膝の上には童顔かつ豊満な身体をした女性を乗せていて、べたべた触って下卑た嗤いを浮かべている。ぞわ、と鳥肌が立つ。
「フェレスの順番は最後だ。楽しみに待ってろ!」
商人は目が合うだけで呪われそうな人形を持って舞台の方へ出ていった。
最悪の情報だけ得てしまい、聞かなきゃよかったと思った。でも、舞台に出れば真っ先に目に入ってくるのはあの国王だろう。
(やばい……)
あんなやつに買われるくらいなら死んだ方がマシかもしれない。でも膝に乗せていたような女性が好みなら、自分はかけ離れている。
いっそ他国の軍が王都に突入してくれないだろうか……などと現実逃避しているうちに、ついに自分の番が来てしまった。
「さぁっ、本日最後の出品は……みなさんお待ちかね、若い男の奴隷です! 見れば分かるでしょう。陶器のように滑らかな肌、柔らかな髪、ほっそりとした手足。顔立ちは天使のようで、極上の奴隷と断言できます。手に入れればあなたの好きに……。では、連れてきていただきましょう!」
「ちょっと……うわっ」
簡易的な檻に入れられた僕は、商人とその部下によって舞台の真ん中へと運ばれた。聞こえてきた煽り文句に耳を疑うが、もう遅い。

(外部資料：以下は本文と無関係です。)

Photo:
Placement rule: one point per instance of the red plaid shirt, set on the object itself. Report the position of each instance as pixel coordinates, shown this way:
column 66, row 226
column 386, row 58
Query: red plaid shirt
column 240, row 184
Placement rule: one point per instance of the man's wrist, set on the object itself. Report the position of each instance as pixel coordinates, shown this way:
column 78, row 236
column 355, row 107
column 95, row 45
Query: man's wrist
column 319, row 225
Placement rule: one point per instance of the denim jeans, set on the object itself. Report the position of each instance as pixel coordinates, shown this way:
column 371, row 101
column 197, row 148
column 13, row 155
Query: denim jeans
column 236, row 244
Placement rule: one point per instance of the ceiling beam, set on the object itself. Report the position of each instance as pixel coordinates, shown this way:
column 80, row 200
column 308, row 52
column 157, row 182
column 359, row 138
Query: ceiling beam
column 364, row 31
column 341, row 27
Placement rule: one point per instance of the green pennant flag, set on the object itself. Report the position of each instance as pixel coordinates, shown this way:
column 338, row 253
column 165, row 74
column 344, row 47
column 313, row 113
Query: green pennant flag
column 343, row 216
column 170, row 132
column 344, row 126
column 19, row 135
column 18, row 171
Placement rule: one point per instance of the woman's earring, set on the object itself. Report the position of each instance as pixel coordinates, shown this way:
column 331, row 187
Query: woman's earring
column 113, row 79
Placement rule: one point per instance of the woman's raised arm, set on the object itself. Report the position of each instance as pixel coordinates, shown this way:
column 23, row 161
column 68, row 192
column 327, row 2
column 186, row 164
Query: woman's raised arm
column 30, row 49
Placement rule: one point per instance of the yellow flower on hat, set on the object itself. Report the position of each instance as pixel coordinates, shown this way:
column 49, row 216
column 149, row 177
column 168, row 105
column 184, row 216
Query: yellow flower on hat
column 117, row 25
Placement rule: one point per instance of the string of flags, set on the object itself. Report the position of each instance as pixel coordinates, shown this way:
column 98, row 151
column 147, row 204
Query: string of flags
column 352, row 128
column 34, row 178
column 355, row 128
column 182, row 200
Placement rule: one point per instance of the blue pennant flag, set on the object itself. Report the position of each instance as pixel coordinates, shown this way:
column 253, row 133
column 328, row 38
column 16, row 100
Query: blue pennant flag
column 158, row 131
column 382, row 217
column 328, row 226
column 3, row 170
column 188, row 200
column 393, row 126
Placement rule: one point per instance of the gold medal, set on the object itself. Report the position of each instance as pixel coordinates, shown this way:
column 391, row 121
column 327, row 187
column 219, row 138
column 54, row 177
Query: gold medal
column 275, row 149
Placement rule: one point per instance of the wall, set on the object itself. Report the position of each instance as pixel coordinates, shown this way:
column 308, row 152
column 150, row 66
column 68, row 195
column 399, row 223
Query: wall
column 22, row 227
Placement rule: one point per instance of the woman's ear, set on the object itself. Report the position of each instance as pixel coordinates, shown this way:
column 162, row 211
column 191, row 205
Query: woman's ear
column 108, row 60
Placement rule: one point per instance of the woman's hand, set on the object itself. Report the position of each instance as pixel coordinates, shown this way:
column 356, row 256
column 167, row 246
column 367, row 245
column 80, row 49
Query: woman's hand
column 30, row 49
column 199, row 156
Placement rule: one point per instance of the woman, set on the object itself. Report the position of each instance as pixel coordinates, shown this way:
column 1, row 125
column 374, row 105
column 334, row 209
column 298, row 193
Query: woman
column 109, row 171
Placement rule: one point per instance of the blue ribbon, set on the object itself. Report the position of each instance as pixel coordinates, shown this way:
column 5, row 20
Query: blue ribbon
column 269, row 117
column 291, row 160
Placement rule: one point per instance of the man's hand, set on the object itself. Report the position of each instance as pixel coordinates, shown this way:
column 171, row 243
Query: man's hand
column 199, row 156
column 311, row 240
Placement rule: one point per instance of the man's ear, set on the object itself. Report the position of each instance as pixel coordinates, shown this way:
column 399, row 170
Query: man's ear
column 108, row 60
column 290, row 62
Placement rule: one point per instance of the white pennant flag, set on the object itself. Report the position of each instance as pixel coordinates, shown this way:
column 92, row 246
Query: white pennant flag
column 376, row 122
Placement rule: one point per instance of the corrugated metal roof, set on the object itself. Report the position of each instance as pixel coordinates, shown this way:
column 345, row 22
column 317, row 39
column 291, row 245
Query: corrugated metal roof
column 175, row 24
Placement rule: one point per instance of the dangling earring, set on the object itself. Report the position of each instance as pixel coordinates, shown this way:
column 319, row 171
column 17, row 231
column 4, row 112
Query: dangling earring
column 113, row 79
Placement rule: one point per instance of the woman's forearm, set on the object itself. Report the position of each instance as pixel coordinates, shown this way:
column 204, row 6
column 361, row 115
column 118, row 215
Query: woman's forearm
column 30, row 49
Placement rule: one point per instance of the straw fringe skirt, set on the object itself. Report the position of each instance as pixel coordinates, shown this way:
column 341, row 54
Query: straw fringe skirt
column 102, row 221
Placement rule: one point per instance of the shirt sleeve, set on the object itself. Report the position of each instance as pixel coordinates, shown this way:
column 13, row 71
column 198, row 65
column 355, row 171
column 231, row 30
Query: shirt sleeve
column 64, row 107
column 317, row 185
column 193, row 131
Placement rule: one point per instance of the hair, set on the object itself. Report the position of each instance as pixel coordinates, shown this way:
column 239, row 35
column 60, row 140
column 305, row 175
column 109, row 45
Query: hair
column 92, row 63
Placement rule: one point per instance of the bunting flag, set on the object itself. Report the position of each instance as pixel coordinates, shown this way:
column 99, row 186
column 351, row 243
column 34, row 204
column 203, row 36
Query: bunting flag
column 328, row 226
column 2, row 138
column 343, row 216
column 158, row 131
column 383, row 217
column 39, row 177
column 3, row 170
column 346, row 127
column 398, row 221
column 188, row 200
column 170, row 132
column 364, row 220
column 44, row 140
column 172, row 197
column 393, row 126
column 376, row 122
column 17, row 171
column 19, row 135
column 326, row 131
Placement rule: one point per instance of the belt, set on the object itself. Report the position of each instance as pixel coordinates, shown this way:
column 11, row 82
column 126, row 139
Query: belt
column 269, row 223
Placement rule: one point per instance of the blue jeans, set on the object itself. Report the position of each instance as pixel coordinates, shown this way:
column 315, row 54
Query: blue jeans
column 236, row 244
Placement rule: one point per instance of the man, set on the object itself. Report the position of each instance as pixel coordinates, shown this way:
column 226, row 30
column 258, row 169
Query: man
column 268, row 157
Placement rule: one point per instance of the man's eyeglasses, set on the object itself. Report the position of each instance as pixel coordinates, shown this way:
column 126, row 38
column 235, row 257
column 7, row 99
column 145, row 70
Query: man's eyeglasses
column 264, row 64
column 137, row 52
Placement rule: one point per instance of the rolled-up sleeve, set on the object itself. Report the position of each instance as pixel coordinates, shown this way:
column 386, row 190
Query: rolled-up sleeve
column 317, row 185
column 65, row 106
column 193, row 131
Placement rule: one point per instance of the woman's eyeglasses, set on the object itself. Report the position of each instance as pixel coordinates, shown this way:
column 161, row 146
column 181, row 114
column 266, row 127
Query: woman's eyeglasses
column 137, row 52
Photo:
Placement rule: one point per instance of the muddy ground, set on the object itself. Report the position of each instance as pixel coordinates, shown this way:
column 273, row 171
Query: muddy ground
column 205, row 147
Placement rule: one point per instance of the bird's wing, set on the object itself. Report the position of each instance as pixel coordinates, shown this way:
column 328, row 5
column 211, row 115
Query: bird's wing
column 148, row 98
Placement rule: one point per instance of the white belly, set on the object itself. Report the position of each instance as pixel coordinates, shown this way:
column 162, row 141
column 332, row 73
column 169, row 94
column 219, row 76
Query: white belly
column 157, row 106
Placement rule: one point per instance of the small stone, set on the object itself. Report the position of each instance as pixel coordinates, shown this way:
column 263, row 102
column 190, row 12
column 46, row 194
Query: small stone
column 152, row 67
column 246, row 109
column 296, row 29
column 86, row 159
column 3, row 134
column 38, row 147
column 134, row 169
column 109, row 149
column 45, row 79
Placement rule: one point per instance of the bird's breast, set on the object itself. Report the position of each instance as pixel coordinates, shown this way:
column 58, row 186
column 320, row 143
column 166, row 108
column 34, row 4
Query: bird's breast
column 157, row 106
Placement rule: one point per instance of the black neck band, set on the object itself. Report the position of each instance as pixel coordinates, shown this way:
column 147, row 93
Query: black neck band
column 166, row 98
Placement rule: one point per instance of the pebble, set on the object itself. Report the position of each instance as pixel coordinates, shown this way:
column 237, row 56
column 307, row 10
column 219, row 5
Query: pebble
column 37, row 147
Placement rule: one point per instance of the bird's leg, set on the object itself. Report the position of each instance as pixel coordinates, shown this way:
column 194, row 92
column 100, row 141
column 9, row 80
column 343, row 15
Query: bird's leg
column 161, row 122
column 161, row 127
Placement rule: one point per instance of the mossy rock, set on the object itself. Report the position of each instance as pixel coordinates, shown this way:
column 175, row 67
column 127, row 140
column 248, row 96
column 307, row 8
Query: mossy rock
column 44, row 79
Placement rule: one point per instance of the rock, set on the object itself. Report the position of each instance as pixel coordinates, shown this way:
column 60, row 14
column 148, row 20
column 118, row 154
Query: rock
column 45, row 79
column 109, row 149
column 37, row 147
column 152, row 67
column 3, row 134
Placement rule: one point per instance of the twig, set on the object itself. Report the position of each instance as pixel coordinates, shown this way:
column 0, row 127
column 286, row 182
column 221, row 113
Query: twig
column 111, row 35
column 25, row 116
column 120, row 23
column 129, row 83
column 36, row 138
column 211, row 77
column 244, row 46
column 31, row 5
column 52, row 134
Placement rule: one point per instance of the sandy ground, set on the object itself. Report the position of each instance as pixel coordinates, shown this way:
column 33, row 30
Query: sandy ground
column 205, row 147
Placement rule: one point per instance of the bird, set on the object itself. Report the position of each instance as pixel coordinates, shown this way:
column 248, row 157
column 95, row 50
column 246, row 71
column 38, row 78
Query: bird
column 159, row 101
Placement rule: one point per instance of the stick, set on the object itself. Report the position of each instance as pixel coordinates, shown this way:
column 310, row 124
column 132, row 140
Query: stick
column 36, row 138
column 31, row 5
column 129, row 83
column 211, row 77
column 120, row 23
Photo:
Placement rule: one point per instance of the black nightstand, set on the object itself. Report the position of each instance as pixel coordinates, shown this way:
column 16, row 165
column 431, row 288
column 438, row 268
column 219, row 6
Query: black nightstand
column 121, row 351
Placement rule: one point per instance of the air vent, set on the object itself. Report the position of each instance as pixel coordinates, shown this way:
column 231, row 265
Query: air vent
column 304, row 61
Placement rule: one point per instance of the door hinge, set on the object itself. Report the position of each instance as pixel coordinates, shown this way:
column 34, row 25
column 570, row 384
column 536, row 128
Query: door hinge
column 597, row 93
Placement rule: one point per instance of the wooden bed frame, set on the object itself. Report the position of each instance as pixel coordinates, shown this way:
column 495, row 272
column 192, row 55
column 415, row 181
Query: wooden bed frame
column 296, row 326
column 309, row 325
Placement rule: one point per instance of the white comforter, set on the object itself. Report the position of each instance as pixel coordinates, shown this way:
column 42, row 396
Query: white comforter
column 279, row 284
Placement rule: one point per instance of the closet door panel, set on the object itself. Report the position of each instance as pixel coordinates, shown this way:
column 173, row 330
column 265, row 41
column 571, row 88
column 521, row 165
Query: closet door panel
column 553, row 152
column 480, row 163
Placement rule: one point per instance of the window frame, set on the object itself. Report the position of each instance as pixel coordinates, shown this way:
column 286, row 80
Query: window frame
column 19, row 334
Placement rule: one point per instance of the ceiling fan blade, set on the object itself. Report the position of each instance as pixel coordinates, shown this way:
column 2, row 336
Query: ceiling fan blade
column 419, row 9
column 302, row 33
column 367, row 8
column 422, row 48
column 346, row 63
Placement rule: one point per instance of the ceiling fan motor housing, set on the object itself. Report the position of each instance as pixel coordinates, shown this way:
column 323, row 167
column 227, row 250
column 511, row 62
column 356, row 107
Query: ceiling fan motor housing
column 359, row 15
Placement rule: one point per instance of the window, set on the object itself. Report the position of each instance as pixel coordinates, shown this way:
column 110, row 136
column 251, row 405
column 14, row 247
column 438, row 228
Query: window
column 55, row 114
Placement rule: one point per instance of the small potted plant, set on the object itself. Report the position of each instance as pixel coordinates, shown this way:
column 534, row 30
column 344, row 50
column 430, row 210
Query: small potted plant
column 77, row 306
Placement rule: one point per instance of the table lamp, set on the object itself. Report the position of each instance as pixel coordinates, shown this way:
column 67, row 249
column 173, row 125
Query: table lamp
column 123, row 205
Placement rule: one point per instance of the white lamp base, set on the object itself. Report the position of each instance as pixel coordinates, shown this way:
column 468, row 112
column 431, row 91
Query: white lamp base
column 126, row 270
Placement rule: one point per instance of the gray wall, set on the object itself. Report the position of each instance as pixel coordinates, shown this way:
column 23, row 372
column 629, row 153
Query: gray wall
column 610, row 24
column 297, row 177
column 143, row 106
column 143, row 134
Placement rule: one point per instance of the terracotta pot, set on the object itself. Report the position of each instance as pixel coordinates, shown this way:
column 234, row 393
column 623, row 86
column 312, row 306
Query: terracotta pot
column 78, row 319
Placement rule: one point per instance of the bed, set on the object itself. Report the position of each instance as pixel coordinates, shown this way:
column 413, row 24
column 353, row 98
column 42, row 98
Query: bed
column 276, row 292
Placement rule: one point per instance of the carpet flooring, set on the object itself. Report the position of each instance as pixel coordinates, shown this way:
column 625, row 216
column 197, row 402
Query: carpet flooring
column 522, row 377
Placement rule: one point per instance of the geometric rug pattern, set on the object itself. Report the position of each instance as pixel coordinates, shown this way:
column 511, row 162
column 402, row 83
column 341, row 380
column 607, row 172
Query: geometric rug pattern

束の間シン、とした客席から数多の視線が突き刺さってくる。衣装があまりにも心もとなく、横座りになっていた僕は腕を身体に巻き付けた。ごくり、と複数人が喉を鳴らす。
「では、本日最高額の百万ゴルドからスタートです!」
「二百万」
「五百万」
「「……」」
「一千万」
「ついに出ました一千万! さぁ……他にございませんか?」
どんどんと競り札が上がり、価格を吊り上げていく。一千万と告げたのは国王の従者だ。買う気なのか、と肩を震わせてしまった。
会場が静まり返る。一人の奴隷に対し一千万ゴルドなんて正気じゃない。僕にとっても想像を遥かに超えた金額に、買ったら何をさせられるんだと震えが止まらなくなってくる。